El medicamento de la presente invención puede contener opcionalmente otros componentes, además de las bacterias del ácido láctico. Ejemplos de otros tales componentes pueden incluir aditivos tales como excipientes o componentes del medio que se explicarán posteriormente.
El medicamento de la presente invención se puede preparar con el cultivo las bacterias del ácido láctico en un medio.
Se puede utilizar cualquier medio para el cultivo, siempre y cuando las bacterias del ácido láctico mencionadas anteriormente sean capaces de crecer en él y se pueden utilizar leche de animales, leche desnatada, suero de leche, medio MRS, medio GAM, medio BL, caldo de hígado de Briggs u otros medios sintéticos. La temperatura del cultivo puede ser de 25ºC a 50ºC, preferiblemente de 35ºC a 42ºC. El tiempo de cultivo puede ser de 3 horas a 48 horas, preferiblemente de 8 horas a 12 horas. Se puede utilizar el medio de cultivo como el medicamento de la presente invención con o sin un procesamiento adicional. Por ejemplo, se pueden utilizar células bacterianas recogidas del medio de cultivo mediante centrifugación o filtración, un producto liofilizado del mismo, un producto tratado con calor del mismo o células bacterianas del fondo como el medicamento de la presente invención. Además, las células bacterianas en las formas anteriores se pueden formular o mezclar adicionalmente en diferentes materiales comestibles, tales como bebidas, comprimidos, pastas o pan, antes de utilizarlas como el medicamento de la presente invención.

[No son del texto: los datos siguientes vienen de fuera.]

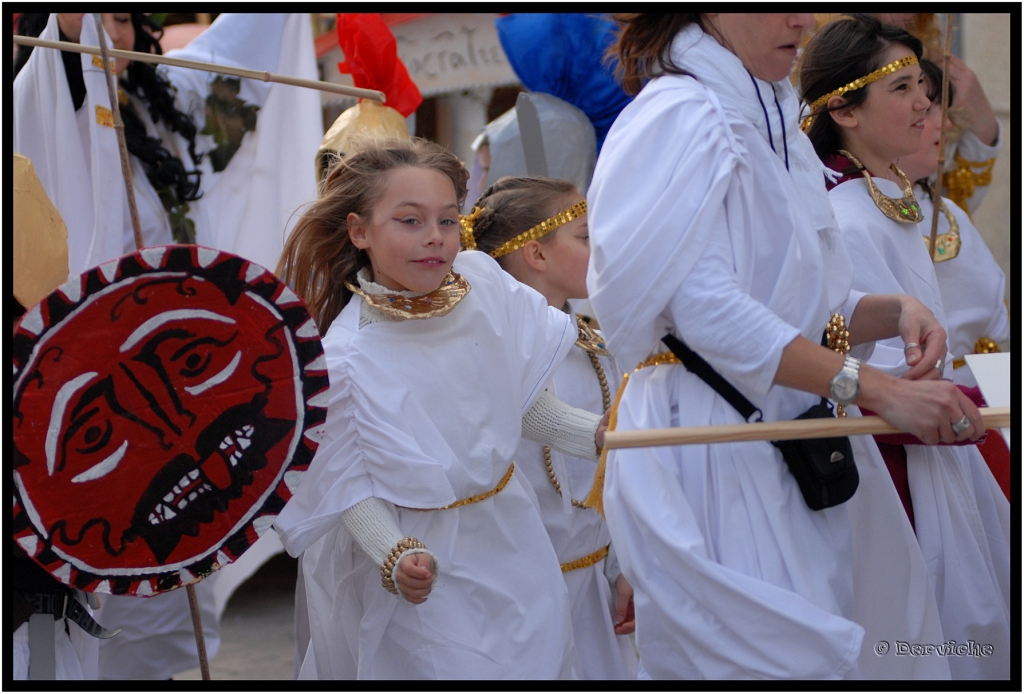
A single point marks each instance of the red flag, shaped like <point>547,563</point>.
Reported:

El medicamento de la presente invención se puede administrar por cualquier vía, pero es preferente la administración oral. La dosis no puede ser menor de 2 x 10^{9} células al día, preferiblemente 2 x 10^{10} células al día, para la administración oral a los humanos. Se puede administrar esta dosis de agente en una sola dosis o en varias dosis al día.
El medicamento de la presente invención reduce eficazmente el nivel de IgE como se demostrará en los ejemplos, y se espera que sea muy segura porque el ingrediente activo de este agente son células bacterianas tomadas a modo de comida.

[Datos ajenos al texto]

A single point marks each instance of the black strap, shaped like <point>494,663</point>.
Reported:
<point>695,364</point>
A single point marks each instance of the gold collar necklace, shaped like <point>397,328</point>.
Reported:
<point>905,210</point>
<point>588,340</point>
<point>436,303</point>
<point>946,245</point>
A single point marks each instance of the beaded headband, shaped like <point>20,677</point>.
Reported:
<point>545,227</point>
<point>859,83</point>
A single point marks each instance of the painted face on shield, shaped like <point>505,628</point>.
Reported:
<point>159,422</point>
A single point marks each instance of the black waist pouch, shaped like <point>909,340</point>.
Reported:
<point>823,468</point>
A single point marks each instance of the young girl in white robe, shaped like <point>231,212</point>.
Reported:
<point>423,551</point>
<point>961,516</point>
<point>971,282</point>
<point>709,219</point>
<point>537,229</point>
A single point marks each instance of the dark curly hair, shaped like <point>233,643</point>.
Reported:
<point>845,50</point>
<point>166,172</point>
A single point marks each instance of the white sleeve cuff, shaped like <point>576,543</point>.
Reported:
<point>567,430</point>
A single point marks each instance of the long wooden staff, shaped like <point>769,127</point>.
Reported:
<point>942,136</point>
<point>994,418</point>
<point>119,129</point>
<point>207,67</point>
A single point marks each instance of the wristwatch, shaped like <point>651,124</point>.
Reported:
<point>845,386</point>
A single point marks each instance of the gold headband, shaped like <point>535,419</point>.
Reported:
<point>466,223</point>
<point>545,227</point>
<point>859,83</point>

El sujeto puede ser un animal tal como humanos u otros mamíferos.
El medicamento de la presente invención reduce con eficacia el nivel de IgE en los organismos vivos y es fácil de tomar y muy seguro. Por lo tanto, el presente agente resulta útil para suprimir la alergia que implica una concentración excesiva de IgE.
A continuación, se explicará con más detalle la presente invención con referencia a los ejemplos, que son únicamente ilustrativos y no pretenden limitar la presente invención.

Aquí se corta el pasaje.